Two months ago, while expressing some concern about the markets, I played around with ways to hedge the risk of news-driven volatility in a portfolio. I formed some portfolios that were hedged dollar for dollar with a short position in the index. I looked at using the biggest 52-week losers among index components, those yielding at least 3% and trading at new lows, and the ones trading below book value. I also had one portfolio that used F scores, but that one ailed almost out of the box and was discarded.
The results are informative, and I want to review them and share some other observations about the portfolios. I am also going to rebalance and continue testing this approach.
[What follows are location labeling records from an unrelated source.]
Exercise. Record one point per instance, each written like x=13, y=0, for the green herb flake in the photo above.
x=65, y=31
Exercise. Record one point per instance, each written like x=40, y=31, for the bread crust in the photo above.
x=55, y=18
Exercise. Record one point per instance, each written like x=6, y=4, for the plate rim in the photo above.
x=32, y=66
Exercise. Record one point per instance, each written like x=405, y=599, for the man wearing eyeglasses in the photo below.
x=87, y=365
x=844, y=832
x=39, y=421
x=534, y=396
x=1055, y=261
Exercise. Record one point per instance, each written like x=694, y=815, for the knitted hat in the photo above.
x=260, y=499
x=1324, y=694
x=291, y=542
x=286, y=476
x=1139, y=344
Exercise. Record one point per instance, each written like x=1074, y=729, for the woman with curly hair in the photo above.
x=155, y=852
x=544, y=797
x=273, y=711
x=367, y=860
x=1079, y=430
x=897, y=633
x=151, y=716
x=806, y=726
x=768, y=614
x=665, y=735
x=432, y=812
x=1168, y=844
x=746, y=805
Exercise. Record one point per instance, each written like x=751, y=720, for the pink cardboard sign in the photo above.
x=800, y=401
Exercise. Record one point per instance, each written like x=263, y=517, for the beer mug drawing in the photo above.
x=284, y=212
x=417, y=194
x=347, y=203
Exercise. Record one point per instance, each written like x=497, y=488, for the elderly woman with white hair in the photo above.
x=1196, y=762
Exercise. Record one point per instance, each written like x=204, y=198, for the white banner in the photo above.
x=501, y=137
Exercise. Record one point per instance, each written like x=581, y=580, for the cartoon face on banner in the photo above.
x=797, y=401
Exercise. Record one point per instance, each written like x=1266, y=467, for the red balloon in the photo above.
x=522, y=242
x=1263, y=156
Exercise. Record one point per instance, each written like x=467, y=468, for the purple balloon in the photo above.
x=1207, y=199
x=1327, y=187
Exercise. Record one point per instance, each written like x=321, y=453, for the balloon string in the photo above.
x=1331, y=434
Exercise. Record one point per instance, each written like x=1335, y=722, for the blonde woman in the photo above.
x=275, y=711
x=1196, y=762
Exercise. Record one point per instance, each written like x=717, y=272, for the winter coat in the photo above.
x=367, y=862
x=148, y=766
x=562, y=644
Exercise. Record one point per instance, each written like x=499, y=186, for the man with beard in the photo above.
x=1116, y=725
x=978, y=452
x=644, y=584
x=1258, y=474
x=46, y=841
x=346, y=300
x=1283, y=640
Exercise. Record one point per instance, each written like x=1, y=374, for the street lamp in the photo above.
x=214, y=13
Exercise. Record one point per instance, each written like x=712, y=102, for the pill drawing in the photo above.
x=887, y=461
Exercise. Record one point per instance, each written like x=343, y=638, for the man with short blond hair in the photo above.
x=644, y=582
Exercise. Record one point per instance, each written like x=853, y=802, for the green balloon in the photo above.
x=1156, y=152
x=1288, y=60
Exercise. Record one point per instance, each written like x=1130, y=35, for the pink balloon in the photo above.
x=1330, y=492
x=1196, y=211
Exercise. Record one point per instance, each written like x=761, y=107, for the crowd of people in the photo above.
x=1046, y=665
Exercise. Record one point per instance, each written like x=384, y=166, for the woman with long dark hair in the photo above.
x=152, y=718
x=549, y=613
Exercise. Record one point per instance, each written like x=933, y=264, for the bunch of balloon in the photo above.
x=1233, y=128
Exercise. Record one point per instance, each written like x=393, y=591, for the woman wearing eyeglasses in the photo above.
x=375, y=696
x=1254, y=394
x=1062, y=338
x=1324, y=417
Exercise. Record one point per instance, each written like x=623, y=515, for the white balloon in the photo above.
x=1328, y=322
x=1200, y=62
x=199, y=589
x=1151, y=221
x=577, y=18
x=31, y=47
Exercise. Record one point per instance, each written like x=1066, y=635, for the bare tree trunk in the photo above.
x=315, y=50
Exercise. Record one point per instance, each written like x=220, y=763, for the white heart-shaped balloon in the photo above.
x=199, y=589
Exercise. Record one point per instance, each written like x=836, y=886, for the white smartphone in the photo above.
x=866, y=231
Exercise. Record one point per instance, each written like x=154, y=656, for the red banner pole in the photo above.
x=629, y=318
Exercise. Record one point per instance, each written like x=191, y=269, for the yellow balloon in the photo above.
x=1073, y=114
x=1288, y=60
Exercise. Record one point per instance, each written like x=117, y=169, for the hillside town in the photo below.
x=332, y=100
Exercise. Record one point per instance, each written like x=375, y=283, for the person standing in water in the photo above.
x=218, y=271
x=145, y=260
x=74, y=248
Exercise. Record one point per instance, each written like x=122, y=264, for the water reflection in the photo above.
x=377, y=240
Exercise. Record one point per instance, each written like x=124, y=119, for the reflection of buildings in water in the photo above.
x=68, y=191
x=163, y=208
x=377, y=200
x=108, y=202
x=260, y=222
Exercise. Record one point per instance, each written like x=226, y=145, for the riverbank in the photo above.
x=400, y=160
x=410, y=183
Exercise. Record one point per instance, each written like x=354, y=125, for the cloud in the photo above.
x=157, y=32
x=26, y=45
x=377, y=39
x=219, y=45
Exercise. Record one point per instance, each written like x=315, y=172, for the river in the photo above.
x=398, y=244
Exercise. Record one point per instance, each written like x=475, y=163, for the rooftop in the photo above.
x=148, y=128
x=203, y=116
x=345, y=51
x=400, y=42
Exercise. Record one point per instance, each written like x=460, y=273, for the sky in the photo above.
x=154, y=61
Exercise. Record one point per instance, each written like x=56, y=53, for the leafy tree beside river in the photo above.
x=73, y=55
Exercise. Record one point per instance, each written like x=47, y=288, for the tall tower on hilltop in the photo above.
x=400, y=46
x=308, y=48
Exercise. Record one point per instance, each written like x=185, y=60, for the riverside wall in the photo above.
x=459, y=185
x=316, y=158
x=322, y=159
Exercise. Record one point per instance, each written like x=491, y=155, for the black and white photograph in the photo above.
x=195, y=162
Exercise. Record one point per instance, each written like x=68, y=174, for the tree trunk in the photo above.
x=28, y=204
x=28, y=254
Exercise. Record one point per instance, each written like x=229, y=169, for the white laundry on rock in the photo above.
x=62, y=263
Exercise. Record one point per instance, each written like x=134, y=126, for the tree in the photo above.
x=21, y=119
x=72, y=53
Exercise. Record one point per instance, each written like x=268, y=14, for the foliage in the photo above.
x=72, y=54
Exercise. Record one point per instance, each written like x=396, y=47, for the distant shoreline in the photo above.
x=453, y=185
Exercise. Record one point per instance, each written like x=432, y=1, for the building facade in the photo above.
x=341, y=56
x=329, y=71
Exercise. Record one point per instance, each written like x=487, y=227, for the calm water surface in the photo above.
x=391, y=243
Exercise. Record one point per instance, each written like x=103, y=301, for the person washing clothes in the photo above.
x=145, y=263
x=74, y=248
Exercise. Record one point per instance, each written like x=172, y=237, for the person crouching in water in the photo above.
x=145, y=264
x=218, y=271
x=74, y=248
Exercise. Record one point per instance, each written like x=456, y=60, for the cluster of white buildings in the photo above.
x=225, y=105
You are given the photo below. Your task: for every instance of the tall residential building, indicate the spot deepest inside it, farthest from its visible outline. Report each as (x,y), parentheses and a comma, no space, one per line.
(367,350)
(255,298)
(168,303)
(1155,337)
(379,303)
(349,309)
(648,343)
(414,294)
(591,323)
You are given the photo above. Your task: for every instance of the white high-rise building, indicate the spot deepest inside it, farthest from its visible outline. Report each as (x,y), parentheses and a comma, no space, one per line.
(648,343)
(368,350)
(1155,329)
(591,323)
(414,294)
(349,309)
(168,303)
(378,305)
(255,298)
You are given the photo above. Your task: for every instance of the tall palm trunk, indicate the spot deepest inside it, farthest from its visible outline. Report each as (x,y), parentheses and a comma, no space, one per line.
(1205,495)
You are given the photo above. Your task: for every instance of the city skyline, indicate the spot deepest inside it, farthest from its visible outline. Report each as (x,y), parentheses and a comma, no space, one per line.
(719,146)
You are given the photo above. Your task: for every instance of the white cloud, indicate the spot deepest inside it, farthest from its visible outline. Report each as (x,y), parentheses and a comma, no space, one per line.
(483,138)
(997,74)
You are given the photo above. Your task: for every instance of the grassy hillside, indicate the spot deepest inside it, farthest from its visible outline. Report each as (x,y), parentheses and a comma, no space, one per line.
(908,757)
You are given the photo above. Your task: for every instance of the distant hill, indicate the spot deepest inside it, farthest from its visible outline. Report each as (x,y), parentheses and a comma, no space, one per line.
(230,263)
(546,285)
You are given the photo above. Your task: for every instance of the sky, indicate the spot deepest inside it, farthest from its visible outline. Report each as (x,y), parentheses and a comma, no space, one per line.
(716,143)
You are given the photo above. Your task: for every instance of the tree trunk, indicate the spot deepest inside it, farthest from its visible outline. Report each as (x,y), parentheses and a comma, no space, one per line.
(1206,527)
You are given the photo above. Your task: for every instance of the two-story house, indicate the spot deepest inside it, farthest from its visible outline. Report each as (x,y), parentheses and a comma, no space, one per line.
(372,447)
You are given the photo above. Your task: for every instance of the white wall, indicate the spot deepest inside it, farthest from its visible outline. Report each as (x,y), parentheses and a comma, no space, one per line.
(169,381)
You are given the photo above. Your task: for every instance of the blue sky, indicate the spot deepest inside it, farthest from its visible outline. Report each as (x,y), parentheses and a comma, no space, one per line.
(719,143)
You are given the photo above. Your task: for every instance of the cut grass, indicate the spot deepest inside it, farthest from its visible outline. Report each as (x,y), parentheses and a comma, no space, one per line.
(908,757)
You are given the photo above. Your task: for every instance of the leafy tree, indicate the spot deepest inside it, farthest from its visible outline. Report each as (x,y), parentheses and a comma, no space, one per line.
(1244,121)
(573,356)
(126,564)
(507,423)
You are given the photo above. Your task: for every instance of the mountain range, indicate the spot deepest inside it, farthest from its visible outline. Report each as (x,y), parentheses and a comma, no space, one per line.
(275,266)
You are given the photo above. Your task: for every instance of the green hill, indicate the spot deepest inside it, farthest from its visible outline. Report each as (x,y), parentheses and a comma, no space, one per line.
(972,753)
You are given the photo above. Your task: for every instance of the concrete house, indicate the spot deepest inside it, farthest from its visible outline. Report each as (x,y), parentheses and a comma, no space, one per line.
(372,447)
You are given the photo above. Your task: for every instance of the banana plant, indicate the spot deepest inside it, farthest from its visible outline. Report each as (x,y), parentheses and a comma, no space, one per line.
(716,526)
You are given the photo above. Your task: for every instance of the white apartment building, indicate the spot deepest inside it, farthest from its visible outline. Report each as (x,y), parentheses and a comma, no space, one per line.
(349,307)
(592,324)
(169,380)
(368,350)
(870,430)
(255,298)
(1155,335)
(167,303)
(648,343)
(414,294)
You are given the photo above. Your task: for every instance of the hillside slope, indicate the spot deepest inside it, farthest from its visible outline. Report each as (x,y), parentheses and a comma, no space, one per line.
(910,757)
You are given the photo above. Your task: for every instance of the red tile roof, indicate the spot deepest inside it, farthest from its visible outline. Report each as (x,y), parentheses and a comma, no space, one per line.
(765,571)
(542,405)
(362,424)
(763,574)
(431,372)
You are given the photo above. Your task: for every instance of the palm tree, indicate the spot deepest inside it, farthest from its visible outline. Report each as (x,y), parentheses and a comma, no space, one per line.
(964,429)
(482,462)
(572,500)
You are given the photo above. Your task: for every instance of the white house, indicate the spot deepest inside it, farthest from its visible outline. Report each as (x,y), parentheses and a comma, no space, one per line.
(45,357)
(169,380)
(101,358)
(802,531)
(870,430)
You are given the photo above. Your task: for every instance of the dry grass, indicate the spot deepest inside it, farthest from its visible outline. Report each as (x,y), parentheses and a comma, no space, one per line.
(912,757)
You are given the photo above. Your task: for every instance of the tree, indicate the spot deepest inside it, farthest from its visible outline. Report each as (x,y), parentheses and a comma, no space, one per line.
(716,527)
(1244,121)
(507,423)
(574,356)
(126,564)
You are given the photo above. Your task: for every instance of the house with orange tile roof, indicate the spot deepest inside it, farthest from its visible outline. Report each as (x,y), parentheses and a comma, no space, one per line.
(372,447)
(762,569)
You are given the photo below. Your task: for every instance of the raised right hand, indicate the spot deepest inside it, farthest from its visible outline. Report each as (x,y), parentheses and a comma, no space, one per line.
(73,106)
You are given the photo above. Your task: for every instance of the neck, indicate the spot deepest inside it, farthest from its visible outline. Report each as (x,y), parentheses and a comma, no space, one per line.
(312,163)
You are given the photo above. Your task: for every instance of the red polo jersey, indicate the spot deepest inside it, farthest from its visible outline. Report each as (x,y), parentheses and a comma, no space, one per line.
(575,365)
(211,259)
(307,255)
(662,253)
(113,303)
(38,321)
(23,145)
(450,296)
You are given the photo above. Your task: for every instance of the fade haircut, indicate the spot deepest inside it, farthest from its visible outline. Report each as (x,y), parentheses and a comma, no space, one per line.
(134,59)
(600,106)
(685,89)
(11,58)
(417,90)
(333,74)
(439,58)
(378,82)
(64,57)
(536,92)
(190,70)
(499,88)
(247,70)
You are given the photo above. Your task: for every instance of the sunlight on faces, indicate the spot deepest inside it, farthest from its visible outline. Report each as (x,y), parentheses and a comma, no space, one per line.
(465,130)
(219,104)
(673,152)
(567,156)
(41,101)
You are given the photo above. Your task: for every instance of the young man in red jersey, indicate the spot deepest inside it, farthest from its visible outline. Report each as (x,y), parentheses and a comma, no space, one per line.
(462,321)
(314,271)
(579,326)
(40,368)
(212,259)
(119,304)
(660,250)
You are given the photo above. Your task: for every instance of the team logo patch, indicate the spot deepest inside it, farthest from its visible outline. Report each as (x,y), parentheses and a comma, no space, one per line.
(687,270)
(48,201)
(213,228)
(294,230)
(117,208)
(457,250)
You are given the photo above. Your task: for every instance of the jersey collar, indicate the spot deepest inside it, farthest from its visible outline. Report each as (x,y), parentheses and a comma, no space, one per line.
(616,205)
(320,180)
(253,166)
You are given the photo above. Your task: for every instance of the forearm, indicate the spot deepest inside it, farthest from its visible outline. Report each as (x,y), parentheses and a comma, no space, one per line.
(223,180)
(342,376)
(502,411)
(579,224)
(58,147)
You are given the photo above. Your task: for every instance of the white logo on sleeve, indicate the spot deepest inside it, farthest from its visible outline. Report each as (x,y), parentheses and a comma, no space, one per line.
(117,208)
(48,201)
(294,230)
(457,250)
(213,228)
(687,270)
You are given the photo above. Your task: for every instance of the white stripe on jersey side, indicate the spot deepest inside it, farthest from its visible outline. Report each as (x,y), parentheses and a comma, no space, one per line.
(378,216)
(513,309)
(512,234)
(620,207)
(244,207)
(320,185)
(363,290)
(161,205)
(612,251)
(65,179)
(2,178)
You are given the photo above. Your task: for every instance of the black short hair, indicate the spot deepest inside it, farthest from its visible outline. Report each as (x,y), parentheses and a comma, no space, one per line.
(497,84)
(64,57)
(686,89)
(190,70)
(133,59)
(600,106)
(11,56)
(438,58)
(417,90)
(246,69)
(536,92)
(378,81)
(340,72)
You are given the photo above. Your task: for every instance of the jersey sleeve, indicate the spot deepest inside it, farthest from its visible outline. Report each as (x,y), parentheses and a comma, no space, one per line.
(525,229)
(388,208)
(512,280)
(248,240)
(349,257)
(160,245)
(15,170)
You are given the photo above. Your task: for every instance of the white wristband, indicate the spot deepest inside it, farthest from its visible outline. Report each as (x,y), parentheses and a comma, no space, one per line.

The portfolio of stocks at new lows didn't work that well. Overall, the mix had a two-month return of -1.76%. As the market rose 10%, the long positions gained just 6.59%. Although 16 of the 20 stocks went higher, the four losers averaged more than 11%, with
GameStop (GME) and
Lexmark (LXK) leading the way on the downside. I am going to keep tracking this one to see how it performs when we finally have a down cycle in the market. For this long-biased portfolio, the short-term results are disappointing. If you were leaning short two months ago, as many were, this approach saved you a ton of cash.
The portfolio of stocks trading below stated book value did well in the rally. Overall, the fully hedged portfolio gained 4.53%. Nine of the 11 stocks went higher for an unhedged gain of 19%. Unfortunately, since we used stated and not tangible book value,
Alpha Natural Resources (ANR) was in the mix, and those shares declined more than 34%. Stocks such as
First Solar (FSLR),
Phillips 66 (PSX) and
NRG Energy (NRG) led the way higher with huge gains in the two-month period. If you were long-biased but nervous, this approach has worked OK for you so far.
The stars so far are stocks that were the largest 52-week losers. This was a portfolio that was long stocks that were down more than 50% in the last year, hedged dollar for dollar with a short index position. The portfolio gained 6.28% over the two-month period. The unhedged portfolio of losers would have shown a gain of 22.67%.